# Composite/HDMI to coax adapter?



## bratboy (Apr 5, 2008)

I was wondering if anyone has come across an adapter that will convert either a Component or HDMI connector to a coax one? Since none of the current DTV DVR's have a coax out I' thought maybe could use some sort of adapter to convert one of the outputs so its carried thru a coax cable to my TV card


----------



## Mertzen (Dec 8, 2006)

Better just to get a $25 RF converter. It takes RCA composite and turns out coax. Since it is SD anyway there really is no need to down covert from HDMI. 
SD DVRs do have them though.


----------



## Stuart Sweet (Jun 19, 2006)

Mertzen is right. Any NTSC/RF Modulator that you'd get at Radio Shack ought to do the trick.


----------



## veryoldschool (Dec 10, 2006)

bratboy said:


> I was wondering if anyone has come across an adapter that will convert either a Composite or HDMI connector to a coax one? Since none of the current DTV DVR's have a coax out I' thought maybe could use some sort of adapter to convert one of the outputs so its carried thru a coax cable to my TV card


"composite" or "component"?
Composite should go "straight to" your TV card, as mine [two] all have composite/S-video inputs.
If your's doesn't, "got a VCR" as they have coax output with composite inputs.
"Component" is another story, and if you're trying to send it to an ASTC tuner card, good luck.


----------



## bratboy (Apr 5, 2008)

My bad, I meant a component


----------



## bobnielsen (Jun 29, 2006)

I have used one of these Philips RF modulators from WalMart and it works fine with an analog TV.


----------



## bratboy (Apr 5, 2008)

Im not really sure. I just thought maybe a component plus audio adapter would work so I could send the signal to my computers TV card since it can see HD via a cable company's Coax line.


----------



## veryoldschool (Dec 10, 2006)

bratboy said:


> Im not really sure. I just thought maybe a component plus audio adapter would work so I could send the signal to my computers TV card since it can see HD via a cable company's Coax line.

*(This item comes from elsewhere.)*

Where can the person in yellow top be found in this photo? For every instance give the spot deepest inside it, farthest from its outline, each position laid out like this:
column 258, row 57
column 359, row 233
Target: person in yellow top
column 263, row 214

"The problem is" you would need a ATSC modulator and encoder to take the video and encoded it into MPEG-2, then modulate it into ATSC digital. Not cheap


----------



## techrep (Sep 15, 2007)

bratboy said:


> Im not really sure. I just thought maybe a component plus audio adapter would work so I could send the signal to my computers TV card since it can see HD via a cable company's Coax line.


You may have a Quam/ATSC issue. ATI makes a card with ATSC tuners.


----------



## techrep (Sep 15, 2007)

veryoldschool said:


> "The problem is" you would need a ATSC modulator and encoder to take the video and encoded it into MPEG-2, then modulate it into ATSC digital. Not cheap


Sorry VOS, I didn't mean to step on you. Your just "faster on the draw" than I am.


----------



## bratboy (Apr 5, 2008)

My card does have ATSC tuner. Its a Hauppauge Win-HVR-1800
http://www.hauppauge.com/site/products/data_hvr1800.html

"Dual tuner PCI Express NTSC/ATSC/QAM TV tuner board for Windows Vista. Watch and record analog cable TV plus hi-definition ATSC or clear QAM digital TV on your PC!"


----------



## veryoldschool (Dec 10, 2006)

bratboy said:


> My card does have ATSC tuner. Its a Hauppauge Win-HVR-1800
> http://www.hauppauge.com/site/products/data_hvr1800.html
> 
> "Dual tuner PCI Express NTSC/ATSC/QAM TV tuner board for Windows Vista. Watch and record analog cable TV plus hi-definition ATSC or clear QAM digital TV on your PC!"


"right" that is the "decoder", but you need the "encoder" [see my earlier post].


----------



## Johnnie5000 (Mar 26, 2008)

Unless its OTA, you're not going to get HD on your cpu via coax.


----------